The newspapers may still provide a first draft of history. But with
www.pl.net and a miriad of much more `hit’ online media (try
www.indymedia.org) provide a host of alternative drafts. The net makes it
possible to do that by putting together a very wide range of written
materials simultaneously. On discussion lists and blogs participants act
as their own editors, forwarding to the list information, or pointers to
sources, that they had filtered themselves for content and quality.

It may seem like very little, when a war is going on, to keep open email
discussion lists, blogs and alternative news sites. It is very little,
almost nothing, as Beckett would say, and yet it is not nothing. It is not
nothing to be a witness to an event. It is not nothing to try and maintain
a civil conversation among people whose countries are at war. It is not
nothing to support, even in a minor way, the efforts of groups like Wam
Kat's Balkan Sunflowers, who go into divided communities and try to create
means of communication between the warring parties -- sometimes with
modems, often not, but really by any means necessary.

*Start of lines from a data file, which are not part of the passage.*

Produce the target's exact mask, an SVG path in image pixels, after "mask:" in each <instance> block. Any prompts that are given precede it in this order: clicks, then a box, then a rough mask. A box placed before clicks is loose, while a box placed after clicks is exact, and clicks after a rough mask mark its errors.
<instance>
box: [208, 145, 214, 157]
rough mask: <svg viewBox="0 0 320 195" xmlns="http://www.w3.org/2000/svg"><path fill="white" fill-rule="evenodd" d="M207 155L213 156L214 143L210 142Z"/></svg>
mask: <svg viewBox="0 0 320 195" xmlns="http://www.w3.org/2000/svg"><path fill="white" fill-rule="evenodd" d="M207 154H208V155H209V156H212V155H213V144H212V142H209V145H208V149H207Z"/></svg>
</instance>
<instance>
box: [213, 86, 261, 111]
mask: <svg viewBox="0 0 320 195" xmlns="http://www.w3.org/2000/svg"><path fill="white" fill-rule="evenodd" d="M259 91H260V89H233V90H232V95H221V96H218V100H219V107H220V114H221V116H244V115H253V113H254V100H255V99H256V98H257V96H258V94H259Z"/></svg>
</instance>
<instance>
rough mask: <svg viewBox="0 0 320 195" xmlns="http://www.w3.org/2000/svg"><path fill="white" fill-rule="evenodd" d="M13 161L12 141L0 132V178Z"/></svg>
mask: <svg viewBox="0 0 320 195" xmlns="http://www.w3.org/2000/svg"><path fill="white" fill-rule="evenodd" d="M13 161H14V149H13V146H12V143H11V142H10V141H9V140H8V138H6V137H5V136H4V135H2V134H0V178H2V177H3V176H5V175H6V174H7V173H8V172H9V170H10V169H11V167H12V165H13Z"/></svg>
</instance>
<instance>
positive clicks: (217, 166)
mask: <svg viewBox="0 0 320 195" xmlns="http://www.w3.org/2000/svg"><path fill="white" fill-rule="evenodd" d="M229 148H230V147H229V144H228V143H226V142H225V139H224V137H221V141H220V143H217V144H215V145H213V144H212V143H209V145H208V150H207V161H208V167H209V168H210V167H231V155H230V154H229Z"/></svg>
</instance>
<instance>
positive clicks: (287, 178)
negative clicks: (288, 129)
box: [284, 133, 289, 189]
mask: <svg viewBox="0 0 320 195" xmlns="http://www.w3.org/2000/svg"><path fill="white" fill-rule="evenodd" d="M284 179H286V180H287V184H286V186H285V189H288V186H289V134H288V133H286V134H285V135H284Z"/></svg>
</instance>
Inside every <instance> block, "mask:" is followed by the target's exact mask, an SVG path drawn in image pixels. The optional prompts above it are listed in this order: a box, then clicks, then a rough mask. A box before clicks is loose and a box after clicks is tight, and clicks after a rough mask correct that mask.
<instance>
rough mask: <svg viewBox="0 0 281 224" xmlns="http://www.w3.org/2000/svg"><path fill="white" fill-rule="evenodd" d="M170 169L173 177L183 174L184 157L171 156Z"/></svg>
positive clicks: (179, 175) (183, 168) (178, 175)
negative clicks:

There is a lot of rhetoric to the effect that democracy is a direct result
of the existence of the internet as a technology. Its a popular bit of
corporate cyberhype. But technologies do not determine their uses.
Technologies just create possibilities. As William Gibson says: "the
street finds its own use for things." The street, in this case, was media
activists and independent journalists. That technology is liberating is
just cyberhype that suits the corporations. Who needs regulation when free
and democratic media is a sort of mystic extrusion of the technology
itself?

The net is a threat -- to the institutionalised mediocrity of the
newsroom. It is a threat to the stale and jargon addled language of news
and feature writing. But the internet is also a promise of something
better. Better not in the sense that the technology is automatically
better. But better in terms of what people can do with it. You can edit an
international newspaper and print it all over the world for what News
spend each week on toilet paper.

What the internet makes possible is a return to the best, and the worst,
of journalism before the era of the mass press, with its centralised and
hierarchical ideas about gathering, ordering and distributing
information.Democracy in action does not need what now passes for good
journalism. Sure, there's a lot of fine product out there. Particularly in
the supplements, you have to admire the efficiency with which press
releases can be turned into advertorial. Democracy in action needs bad
journalism, and lots of it. Cheap, amateur, outrageous, contradictory
journalism. Journalism not as reporting what everybody else is reporting,
but journalism as witnessing, as risking a judgement on events, and a
sharing of that judgement. "Hell is truth seen too late". But nobody sees
the whole truth and nothing but the truth, no matter how much of a pro
they are. The net makes it possible to create a network of observations,
from different viewpoints, so that the truth may emerge out of the
conflict between those viewpoints, which is democracy in action.

Life is messy, always has been and always will be. Anybody who tries to
tell you they can clean up life is either mad or attempting to exploit you
for personal gain. That little filter should help you on the internet, its
certainly very useful for discriminating between corporate Neo-Democracy
and a democracy in which you actually have a say.